Knowledge for sociable interaction will be encoded as a network of situations that capture both linguistic and non-verbal interaction cues and proper behavioral responses. Stereotypical social interactions will be represented as trajectories through the situation graph. We will explore methods that start from simple stereotypical situation models and extending a situation graph through the addition of new situations and the splitting of existing situations. An important aspect of social common sense is the ability to act appropriately in social situations. We propose to learn the association between behaviors and social situation using reinforcement learning. Situation models will be used as a structure for learning appropriateness of actions and behaviors that may be chosen in each situation, using reinforcement learning to determine a score for appropriateness based on feedback obtained by observing partners during interaction.

Work in this research area will focus on four specific Research Actions

Moving with people

Our objective in this area is to establish the foundations for robot motions that are aware of human social situation that move in a manner that complies with the social context, social expectations, social conventions and cognitive abilities of humans. Appropriate and socially compliant interactions require the ability for real time perception of the identity, social role, actions, activities and intents of humans. Such perception can be used to dynamically model the current situation in order to understand the situation and to compute the appropriate course of action for the robot depending on the task at hand.

To reach this objective, we propose to investigate three interacting research areas:

  • Modeling the context and situation of human activities for motion planning

  • Planning and acting in a social context.

  • Identifying and modeling interaction behaviors.

In particular, we will investigate techniques that allow a tele-presence robot, such as the BEAM system, to autonomously navigate in crowds of people as may be found at the entry to a conference room, or in the hallway of a scientific meeting.

Understanding and communicating intentions from motion

This research area concerns the communication through motion. When two or more people move as a group, their motion is regulated by implicit rules that signal a shared sense of social conventions and social roles. For example, moving towards someone while looking directly at them signals an intention for engagement. In certain cultures, subtle rules dictate who passes through a door first or last. When humans move in groups, they implicitly communicate intentions with motion. In this research area, we will explore the scientific literature on proxemics and the social sciences on such movements, in order to encode and evaluate techniques for socially appropriate motion by robots.

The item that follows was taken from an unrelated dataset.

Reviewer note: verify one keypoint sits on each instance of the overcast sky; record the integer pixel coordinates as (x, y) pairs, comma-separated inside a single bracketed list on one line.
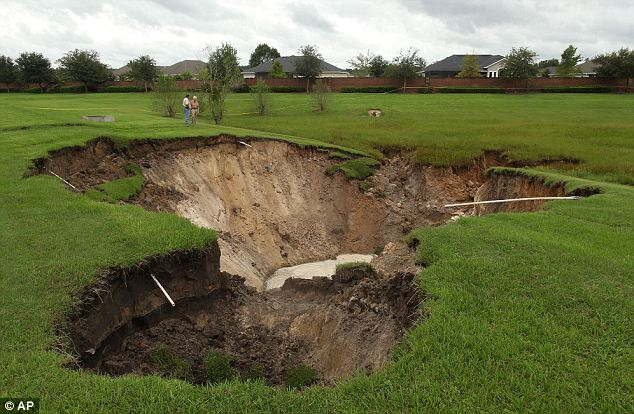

Socially aware interaction

This research area concerns socially aware man-machine interaction. Appropriate and socially compliant interaction requires the ability for real time perception of the identity, social role, actions, activities and intents of humans. Such perception can be used to dynamically model the current situation in order to understand the context and to compute the appropriate course of action for the task at hand. Performing such interactions in manner that respects and complies with human social norms and conventions requires models for social roles and norms of behavior as well as the ability to adapt to local social conventions and individual user preferences. In this research area, we will complement research area 3.2 with other forms of communication and interaction, including expression with stylistic face expressions rendered on a tablet, facial gestures, body motions and speech synthesis. We will experiment with use of commercially available tool for spoken language interaction in conjunction with expressive gestures.

Stimulating affection and persuasion with affective devices.

This research area concerns technologies that can stimulate affection and engagement, as well as induce changes in behavior. When acting as a coach or cooking advisor, smart objects must be credible and persuasive. One way to achieve this goal is to express affective feedbacks while interacting. This can be done using sound, light and/or complex moves when the system is composed of actuators.

Research in this area will address 3 questions:

  1. How do human perceive affective signals expressed by smart objects (including robots)?

  2. How does physical embodiment effect perception of affect by humans?

  3. What are the most effective models and tools for animation of affective expression?

Both the physical form and the range of motion have important impact on the ability of a system to inspire affection. We will create new models to propose a generic animation model, and explore the effectiveness of different forms of motion in stimulating affect.


[Reeves 98] B. Reeves and C. Nass, The Media Equation: how People Treat Computers, Television, and New Media Like Real People and Places. Cambridge University Press, 1998.